ANCHE LA COPPA ITALIA

Una storica accoppiata. Una incredibile semifinale con la Roma. Il romanzesco prologo: all'albergo della Roma vengono recapitate un paio di forbici. I giallorossi si difendono strenuamente, ma subita la rete di Ossola inscenano una clamorosa protesta. In finale il Torino distrugge il Venezia.

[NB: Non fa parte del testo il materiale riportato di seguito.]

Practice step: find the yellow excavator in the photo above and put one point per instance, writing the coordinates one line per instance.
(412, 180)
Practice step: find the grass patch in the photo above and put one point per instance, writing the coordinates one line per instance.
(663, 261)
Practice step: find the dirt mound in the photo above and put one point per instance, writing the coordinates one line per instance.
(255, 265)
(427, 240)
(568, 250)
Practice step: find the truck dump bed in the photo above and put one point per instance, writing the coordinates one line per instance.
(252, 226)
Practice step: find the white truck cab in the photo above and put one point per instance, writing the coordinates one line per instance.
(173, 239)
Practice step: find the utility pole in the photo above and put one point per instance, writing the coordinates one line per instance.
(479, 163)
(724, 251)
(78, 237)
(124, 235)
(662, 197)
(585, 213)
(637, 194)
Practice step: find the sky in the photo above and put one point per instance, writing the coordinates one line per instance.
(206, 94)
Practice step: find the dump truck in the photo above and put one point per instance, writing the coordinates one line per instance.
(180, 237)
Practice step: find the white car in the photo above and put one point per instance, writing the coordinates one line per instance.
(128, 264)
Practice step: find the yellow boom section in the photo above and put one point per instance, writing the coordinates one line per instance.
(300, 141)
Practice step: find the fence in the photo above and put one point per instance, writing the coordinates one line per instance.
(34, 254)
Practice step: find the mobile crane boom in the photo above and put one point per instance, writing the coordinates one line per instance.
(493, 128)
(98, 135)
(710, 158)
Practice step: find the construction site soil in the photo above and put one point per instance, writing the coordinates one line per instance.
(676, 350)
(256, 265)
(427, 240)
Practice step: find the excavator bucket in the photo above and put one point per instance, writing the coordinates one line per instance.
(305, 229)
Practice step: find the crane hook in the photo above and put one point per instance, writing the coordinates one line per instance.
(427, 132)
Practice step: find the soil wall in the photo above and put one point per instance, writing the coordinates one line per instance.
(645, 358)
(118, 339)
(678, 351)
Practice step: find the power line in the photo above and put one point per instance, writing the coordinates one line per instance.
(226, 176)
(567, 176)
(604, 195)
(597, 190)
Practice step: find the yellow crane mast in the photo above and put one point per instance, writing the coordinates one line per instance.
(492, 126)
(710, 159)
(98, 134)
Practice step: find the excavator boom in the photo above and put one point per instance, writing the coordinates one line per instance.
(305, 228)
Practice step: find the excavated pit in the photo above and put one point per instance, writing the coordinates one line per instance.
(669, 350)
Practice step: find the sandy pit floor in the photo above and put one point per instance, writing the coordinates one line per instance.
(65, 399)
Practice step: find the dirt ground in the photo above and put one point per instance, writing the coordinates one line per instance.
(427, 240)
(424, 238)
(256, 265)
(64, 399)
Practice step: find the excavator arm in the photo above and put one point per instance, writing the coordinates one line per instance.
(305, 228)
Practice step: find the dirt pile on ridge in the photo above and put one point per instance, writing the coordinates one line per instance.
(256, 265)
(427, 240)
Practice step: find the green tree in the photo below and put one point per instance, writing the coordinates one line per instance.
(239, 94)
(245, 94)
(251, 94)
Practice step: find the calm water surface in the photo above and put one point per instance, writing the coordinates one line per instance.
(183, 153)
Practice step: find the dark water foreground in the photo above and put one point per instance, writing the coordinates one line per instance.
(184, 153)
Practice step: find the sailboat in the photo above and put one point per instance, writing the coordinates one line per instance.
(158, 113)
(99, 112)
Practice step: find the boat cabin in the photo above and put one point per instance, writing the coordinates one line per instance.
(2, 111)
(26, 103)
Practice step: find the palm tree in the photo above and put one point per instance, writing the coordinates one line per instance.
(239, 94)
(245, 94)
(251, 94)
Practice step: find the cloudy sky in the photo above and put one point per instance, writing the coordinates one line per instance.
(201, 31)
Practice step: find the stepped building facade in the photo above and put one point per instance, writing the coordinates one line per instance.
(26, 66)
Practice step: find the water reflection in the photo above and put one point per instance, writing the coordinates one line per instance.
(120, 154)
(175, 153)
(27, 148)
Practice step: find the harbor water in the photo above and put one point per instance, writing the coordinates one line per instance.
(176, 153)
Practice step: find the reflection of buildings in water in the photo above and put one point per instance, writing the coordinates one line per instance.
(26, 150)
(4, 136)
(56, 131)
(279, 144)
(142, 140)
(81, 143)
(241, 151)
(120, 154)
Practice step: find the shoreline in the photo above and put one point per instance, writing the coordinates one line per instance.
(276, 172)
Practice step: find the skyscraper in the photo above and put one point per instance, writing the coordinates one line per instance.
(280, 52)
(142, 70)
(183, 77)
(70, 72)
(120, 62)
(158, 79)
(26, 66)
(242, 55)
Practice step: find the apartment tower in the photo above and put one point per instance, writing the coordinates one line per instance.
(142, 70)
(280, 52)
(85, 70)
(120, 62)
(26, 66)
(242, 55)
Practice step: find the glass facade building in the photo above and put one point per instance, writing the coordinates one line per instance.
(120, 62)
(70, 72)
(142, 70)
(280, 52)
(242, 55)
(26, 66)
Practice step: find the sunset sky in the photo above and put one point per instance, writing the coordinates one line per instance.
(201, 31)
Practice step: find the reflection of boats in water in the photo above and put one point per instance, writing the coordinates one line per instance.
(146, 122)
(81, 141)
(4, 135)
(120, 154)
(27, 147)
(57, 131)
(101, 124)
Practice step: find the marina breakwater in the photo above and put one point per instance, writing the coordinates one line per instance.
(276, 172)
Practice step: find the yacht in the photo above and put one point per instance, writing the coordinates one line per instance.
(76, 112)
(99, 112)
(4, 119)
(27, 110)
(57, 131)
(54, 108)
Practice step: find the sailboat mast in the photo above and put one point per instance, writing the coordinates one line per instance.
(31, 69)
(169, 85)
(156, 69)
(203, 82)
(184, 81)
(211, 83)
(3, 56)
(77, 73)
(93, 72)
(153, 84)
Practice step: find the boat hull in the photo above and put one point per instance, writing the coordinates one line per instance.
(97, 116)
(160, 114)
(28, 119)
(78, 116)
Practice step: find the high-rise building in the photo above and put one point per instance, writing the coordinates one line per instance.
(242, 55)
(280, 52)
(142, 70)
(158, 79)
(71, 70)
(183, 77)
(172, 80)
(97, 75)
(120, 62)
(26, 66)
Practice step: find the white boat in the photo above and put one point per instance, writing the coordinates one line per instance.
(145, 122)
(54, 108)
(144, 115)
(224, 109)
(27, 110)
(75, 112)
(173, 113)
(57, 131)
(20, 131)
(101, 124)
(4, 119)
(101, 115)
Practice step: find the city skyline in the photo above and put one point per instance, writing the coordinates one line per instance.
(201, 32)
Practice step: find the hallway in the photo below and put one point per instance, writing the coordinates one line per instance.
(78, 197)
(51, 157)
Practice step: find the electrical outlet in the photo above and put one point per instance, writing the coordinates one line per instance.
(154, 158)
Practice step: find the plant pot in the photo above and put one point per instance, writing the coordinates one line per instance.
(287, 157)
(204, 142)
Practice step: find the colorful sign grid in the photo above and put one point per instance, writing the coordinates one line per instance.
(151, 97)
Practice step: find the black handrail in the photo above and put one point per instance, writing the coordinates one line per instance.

Al secondo scudetto i granata fecero immediatamente seguire la Coppa Italia. L'ostacolo maggiore sulla strada dello storico bis si rivelò la Roma. I giallorossi infatti, dopo un torneo deludente dovuto probabilmente all'appagamento per il titolo conquistato un anno prima, avevano puntato tutte le loro carte su questa competizione incrociandosi proprio coi neocampioni in semifinale. La partita ebbe un prologo farsesco (all'albergo dove aveva preso alloggio la Roma erano infatti arrivate delle forbici con le quali i tifosi granata chiedevano ironicamente ai giallorossi di scucirsi lo scudetto dal petto) e un epilogo drammatico. Sul finire della partita e col punteggio inchiodato sull'1-1, il Torino segnò la rete del vantaggio con la difesa romanista praticamente ferma per un supposto fuorigioco di Ossola. Il goal del 2-1 granata fu a lungo contestato dalla Roma e nella zuffa che ne seguì, l'arbitro Pizziolo fu colpito da un calcio del romanista Dagianti che il fischietto toscano attibuì a Amadei, il quale fu squalificato a vita (squalifica poi condonata nel corso degli anni successivi). Alla ripresa della partita Ossola segnò un'altra rete con la difesa romanista praticamente ferma per protesta, ma ormai la contesa era degenerata, tanto che i giocatori della Roma cominciarono a scaraventare tutti i palloni in tribuna con intento evidentemente polemico. Molto più tranquilla fu la finalissima di Milano che il Torino vinse sul Venezia con un netto 4-0, con una nuova doppietta di Ossola e reti di Mazzola e Ferraris, completando in questo modo una annata indimenticabile.
In una stagione indimenticabile, bisogna ricordare il ruolo avuto da una vecchia gloria granata, quell'Emilio Janni che era stato uno dei migliori giocatori italiani del periodo compreso tra le due guerre e una colonna del primo Torino scudettato. Chiamato da Novo a sostituire Kutik, che aveva pagato il pessimo avvio della squadra, Janni riuscì a ridare tranquillità ai giocatori e a rimetterli in carreggiata. Con estrema modestia e nonostante l'evidenza del buon lavoro svolto, che si era sviluppato soprattutto dal punto di vista della tenuta dello spogliatoio e da quello psicologico, Janni attribuì tutti i meriti dello scudetto vinto alla squadra, anche se saltava agli occhi degli osservatori più smaliziati che la vecchia bandiera granata aveva messo molto di suo nell'ottimo finale che aveva visto il Torino macinare gli avversari e andare a centrare una doppietta campionato - Coppa Italia, che non era mai riuscita prima a nessuna squadra.